De l'héroïsme dans les jeux de rôles

J'ai noté récemment que beaucoup de gens assimilent les personnages héroïques aux personnages ultra-compétents. Et par le même raisonnement on en a déduit que les jeux héroïques et épiques étaient ceux qui proposaient de jouer des personnages hors-du-commun. 

Un jeu comme l'Appel de Cthulhu démontre pourtant l'inverse depuis des décennies.

J'ai entendu (et lu) beaucoup de gens qui s'interrogent sur le succès continu de ce jeu. Après tout, dans ce jeu "ton personnage soit il devient fou, soit il meurt".

Mais voilà, face à ce choix, le personnage (et le joueur) ne renonce pas et choisit tout de même de se battre alors même qu'il se sait condamné.

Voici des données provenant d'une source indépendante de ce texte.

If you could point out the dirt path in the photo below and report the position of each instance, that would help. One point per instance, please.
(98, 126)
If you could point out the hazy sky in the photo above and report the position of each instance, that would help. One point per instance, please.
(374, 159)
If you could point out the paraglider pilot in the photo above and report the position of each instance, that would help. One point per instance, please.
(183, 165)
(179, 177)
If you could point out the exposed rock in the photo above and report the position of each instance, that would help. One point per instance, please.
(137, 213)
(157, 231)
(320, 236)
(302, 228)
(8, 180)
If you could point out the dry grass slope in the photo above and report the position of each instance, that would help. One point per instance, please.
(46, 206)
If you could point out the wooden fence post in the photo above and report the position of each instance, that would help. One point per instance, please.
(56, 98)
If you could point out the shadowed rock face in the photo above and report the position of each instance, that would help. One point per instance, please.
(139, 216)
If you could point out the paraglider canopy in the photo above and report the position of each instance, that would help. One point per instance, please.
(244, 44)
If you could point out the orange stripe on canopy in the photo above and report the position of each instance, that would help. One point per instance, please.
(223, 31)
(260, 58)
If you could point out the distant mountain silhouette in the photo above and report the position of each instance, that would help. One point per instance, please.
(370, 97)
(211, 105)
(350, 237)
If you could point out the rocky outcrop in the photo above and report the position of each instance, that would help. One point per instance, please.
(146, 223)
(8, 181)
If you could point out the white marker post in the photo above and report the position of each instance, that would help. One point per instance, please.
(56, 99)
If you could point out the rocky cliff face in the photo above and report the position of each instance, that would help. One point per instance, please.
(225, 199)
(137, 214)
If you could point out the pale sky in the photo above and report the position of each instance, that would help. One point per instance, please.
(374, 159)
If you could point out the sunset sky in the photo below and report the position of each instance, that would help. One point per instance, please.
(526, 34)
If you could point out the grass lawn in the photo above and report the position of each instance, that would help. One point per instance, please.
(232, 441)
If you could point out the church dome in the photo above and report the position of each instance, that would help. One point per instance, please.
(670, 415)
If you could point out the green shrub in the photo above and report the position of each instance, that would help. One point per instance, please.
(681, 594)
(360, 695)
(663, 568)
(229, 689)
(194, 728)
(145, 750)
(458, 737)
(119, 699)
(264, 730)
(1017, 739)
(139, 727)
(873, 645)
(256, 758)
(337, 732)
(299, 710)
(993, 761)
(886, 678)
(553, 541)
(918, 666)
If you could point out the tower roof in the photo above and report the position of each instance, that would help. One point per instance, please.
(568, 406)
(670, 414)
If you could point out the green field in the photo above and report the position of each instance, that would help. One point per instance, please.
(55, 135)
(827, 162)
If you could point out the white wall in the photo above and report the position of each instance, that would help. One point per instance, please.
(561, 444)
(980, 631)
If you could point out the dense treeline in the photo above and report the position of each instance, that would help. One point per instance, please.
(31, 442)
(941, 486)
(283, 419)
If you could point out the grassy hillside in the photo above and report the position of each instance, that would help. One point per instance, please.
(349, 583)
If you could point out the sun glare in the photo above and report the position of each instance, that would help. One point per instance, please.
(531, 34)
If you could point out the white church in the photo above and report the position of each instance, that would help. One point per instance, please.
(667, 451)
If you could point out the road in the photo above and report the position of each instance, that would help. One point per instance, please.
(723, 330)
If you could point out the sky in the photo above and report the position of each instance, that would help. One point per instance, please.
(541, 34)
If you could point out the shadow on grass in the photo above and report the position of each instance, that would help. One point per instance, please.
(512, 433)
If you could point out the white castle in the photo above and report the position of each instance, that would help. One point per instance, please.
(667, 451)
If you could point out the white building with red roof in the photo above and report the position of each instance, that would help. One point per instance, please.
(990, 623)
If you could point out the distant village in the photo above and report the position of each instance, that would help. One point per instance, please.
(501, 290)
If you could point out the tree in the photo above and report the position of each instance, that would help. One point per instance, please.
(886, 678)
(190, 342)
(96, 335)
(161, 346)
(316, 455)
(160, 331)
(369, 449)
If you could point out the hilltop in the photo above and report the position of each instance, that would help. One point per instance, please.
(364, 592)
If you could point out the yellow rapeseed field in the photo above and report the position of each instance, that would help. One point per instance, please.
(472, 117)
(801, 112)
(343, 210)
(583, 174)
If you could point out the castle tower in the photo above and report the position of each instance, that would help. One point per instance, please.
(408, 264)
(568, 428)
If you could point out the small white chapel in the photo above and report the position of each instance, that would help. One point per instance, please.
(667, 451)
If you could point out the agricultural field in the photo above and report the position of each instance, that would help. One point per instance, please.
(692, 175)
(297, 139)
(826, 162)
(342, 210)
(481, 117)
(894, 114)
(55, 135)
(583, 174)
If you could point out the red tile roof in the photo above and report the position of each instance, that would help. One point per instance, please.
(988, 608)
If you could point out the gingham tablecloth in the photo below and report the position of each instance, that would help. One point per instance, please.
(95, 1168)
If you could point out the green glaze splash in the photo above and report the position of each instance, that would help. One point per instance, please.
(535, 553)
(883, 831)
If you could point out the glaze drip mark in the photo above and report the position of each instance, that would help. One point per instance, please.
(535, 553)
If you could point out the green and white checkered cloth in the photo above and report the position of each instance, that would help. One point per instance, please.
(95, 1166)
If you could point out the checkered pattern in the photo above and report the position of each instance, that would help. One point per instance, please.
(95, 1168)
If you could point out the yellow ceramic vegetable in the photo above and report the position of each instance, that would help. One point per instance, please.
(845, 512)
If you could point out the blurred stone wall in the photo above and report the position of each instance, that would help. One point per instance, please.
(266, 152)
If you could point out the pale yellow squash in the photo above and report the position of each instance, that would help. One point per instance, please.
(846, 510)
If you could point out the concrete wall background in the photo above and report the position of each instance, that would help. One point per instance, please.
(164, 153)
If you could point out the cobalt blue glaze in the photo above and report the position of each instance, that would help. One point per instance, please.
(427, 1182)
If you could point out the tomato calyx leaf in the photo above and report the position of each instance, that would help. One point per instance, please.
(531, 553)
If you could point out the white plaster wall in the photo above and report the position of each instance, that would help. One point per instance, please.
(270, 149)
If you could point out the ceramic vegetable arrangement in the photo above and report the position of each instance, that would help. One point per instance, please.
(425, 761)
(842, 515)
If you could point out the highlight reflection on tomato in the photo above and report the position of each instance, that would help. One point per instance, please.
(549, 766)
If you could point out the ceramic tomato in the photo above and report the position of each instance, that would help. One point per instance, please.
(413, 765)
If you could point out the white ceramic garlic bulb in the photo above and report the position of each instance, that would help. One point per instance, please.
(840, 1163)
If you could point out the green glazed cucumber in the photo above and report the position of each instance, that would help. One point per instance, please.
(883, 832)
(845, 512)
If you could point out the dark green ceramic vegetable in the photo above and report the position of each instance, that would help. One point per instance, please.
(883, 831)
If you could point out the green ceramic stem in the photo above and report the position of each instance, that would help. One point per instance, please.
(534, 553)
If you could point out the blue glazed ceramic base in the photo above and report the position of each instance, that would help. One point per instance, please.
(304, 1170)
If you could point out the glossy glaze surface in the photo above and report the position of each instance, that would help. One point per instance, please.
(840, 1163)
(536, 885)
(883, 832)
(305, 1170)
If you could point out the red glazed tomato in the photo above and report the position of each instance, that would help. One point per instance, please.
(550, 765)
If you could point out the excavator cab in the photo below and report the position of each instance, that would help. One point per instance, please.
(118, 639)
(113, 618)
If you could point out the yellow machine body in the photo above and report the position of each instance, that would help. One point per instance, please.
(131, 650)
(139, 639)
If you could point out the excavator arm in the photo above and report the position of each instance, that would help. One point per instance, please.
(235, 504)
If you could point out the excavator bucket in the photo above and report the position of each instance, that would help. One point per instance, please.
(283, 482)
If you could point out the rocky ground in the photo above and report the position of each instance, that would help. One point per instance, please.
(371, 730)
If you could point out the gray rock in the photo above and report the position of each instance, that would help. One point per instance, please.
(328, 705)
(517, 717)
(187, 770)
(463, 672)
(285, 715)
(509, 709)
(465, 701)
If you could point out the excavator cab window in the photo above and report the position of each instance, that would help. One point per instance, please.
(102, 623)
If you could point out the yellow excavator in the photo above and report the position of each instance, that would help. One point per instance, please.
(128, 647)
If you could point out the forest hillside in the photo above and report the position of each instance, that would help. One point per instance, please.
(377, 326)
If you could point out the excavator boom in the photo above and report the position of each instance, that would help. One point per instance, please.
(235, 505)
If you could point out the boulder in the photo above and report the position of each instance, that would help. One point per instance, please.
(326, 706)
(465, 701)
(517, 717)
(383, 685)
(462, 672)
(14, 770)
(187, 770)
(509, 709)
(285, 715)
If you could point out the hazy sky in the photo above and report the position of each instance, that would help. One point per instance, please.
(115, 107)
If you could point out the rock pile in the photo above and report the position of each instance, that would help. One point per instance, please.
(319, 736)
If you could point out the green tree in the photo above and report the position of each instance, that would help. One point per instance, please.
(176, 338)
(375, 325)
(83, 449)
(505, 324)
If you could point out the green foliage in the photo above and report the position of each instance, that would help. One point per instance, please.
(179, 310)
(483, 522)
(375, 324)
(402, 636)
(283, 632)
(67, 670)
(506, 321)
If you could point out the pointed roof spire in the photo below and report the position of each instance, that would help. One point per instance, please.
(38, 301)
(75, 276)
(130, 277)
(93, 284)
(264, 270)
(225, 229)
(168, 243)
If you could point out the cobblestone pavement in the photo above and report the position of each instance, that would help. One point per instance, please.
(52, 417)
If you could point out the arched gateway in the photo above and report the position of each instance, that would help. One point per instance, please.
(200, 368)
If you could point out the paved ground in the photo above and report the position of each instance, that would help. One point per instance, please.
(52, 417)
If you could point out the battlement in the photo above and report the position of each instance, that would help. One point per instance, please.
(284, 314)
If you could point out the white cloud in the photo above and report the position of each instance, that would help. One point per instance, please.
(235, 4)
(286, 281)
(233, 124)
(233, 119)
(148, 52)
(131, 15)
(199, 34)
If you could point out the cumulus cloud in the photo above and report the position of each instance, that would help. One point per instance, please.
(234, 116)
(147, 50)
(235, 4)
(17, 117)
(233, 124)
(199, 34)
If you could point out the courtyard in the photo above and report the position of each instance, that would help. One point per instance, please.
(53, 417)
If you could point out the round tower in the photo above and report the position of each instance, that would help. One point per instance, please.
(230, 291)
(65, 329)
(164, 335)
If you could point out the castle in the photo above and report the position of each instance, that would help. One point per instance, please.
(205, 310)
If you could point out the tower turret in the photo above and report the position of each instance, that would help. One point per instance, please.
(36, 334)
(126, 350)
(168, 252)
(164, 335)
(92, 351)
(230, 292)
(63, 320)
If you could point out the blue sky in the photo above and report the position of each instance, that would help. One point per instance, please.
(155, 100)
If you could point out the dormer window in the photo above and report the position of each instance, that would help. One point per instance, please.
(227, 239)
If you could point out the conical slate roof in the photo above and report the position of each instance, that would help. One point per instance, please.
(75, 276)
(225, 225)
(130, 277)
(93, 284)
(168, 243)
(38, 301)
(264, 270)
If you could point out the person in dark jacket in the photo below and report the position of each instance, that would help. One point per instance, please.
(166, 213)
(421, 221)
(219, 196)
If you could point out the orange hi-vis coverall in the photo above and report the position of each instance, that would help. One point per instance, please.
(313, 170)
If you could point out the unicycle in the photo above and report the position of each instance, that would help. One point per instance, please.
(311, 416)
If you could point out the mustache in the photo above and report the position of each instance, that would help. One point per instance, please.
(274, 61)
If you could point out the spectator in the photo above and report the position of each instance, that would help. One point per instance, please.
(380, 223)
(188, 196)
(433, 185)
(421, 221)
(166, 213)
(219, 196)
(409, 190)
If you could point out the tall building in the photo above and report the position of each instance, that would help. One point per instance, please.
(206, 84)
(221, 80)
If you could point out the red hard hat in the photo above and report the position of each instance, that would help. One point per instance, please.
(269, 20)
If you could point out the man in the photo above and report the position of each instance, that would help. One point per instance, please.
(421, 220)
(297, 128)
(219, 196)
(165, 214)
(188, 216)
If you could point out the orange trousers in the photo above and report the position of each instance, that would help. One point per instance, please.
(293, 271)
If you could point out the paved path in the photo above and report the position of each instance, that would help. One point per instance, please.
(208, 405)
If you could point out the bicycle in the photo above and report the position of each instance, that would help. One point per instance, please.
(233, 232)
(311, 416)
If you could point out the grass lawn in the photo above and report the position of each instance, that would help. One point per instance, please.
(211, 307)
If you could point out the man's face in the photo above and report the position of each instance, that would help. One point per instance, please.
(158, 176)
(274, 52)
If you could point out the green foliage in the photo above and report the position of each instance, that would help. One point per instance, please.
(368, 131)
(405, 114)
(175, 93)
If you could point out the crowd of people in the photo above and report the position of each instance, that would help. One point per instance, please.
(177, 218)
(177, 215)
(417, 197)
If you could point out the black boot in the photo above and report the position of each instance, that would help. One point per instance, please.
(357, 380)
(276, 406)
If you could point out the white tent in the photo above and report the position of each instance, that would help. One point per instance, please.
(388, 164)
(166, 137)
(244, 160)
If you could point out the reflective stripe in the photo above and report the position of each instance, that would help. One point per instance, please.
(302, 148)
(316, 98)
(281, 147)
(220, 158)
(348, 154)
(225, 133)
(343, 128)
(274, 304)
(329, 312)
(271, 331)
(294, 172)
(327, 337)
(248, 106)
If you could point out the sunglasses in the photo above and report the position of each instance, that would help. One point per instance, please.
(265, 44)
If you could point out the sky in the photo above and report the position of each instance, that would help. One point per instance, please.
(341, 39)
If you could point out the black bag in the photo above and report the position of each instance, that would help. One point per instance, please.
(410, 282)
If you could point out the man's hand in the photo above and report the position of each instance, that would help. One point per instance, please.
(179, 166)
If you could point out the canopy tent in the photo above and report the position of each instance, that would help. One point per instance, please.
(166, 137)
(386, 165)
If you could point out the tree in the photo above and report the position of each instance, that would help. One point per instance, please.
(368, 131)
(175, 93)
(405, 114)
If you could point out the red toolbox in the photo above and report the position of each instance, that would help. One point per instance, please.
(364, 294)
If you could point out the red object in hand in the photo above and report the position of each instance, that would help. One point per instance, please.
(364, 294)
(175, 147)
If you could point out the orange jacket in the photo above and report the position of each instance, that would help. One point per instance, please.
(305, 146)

Difficile à mon sens de faire plus héroïque que cela. Et c'est à mon avis une des raisons qui explique la pérennité de ce jeu dans le paysage ludique (bien plus que son aspect "horrifique" à mon avis).  Et l'Appel de Cthulhu montre en plus que des personnages fragiles et humains ne sont pas incompatibles avec des enjeux très importants. Plus récemment, un jeu comme Dungeon Crawl Classics a également joué sur ce tableau (même si là les personnages ont la possibilité de devenir plus puissants).

"Salut, je me présente : Leonidas, investigateur"

Pour résumer, l'aspect héroïque ou épique d'un jeu est plus lié à l'importance des enjeux qu'il propose. La puissance des personnages est toute secondaire. 

De l'héroïsme des joueurs et de leurs personnages

Quel joueur est le plus "héroïque" ? Celui qui envoie son guerrier en première ligne pour sauver ses amis alors qu'il n'a plus que 8 points de vie ? Ou celui qui se lance à l'assaut du dirigeable du Dr Frankenevil alors que le système garanti que son personnage ne peut pas mourir ?

L'engagement du joueur ne sera a priori pas le même dans les deux, dans le premier cas on aura un joueur très engagé vis de son personnage, de l'autre un joueur très engagé vis à vis de l'histoire. Le premier va essayer de maintenir son personnage en vie, le second va essayer de conserver le caractère héroïque de la partie.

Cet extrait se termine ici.